Pearce fissa gli occhi di Cat con inaspettata intensità. «Che vi trasferiate in un altro posto, uno in cui lui non abbia influenza (non ancora, per lo meno).»

Cat si prende qualche lungo momento per riflettere su quella proposta. «Mi pare di capire che l'idea di rimanere qui in Francia o tornare in America sia scartata a priori. E posso supporre che anche l'Inghilterra sia fuori questione.»

Pearce impallidisce visibilmente. «Gesù, assolutamente no! Sarebbe una pessima, pessima idea» esclama allarmato.

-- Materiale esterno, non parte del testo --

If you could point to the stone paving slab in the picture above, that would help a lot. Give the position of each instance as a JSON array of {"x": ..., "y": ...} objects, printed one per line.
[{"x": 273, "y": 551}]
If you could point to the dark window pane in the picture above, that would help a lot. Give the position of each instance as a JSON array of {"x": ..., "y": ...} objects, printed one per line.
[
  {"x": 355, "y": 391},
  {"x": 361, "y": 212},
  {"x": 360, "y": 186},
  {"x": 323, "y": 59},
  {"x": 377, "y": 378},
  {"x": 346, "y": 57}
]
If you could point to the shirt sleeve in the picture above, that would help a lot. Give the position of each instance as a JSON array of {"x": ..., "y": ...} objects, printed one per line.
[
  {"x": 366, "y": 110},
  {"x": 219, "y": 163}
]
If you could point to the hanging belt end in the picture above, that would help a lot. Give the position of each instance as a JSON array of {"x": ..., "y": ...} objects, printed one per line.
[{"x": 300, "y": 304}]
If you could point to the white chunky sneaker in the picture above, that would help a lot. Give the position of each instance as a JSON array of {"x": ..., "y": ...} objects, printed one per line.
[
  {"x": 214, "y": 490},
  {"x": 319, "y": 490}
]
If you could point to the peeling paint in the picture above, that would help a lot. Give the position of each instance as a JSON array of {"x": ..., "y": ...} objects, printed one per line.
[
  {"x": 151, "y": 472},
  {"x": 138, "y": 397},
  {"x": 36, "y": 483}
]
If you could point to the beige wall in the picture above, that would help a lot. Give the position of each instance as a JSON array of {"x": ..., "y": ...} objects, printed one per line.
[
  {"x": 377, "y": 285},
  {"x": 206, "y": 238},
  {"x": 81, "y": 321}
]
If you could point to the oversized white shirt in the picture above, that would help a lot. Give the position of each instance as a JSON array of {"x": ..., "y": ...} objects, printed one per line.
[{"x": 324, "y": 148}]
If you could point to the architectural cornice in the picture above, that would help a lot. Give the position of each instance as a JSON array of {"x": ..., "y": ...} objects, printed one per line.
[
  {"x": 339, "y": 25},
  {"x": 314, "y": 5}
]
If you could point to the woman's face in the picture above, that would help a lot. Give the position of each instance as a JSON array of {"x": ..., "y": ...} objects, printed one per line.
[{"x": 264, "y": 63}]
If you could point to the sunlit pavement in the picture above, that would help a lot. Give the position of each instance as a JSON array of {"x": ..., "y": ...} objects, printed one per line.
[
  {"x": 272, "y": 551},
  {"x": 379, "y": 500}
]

«Lo immaginavo» annuisce grave. «Ma voi avete in mente un luogo preciso, dico bene?»

«In effetti» ammette.

Hutch si tende contro Cat e digrigna i denti, borbottando sordo. «Smettetela di tergiversare. Se volete dirci qualcosa di utile spicciatevi, prima che perda la pazienza» suggerisce, poco incline a tollerare oltre i suoi inutili indugi.

L'oculista si permette un minuscolo sogghigno mezzo sbilenco, che procura più fastidi a lui che al resto dei presenti. «Dite bene, signor Bessy. Pensavo di proporvi l'Italia, più precisamente la Toscana.»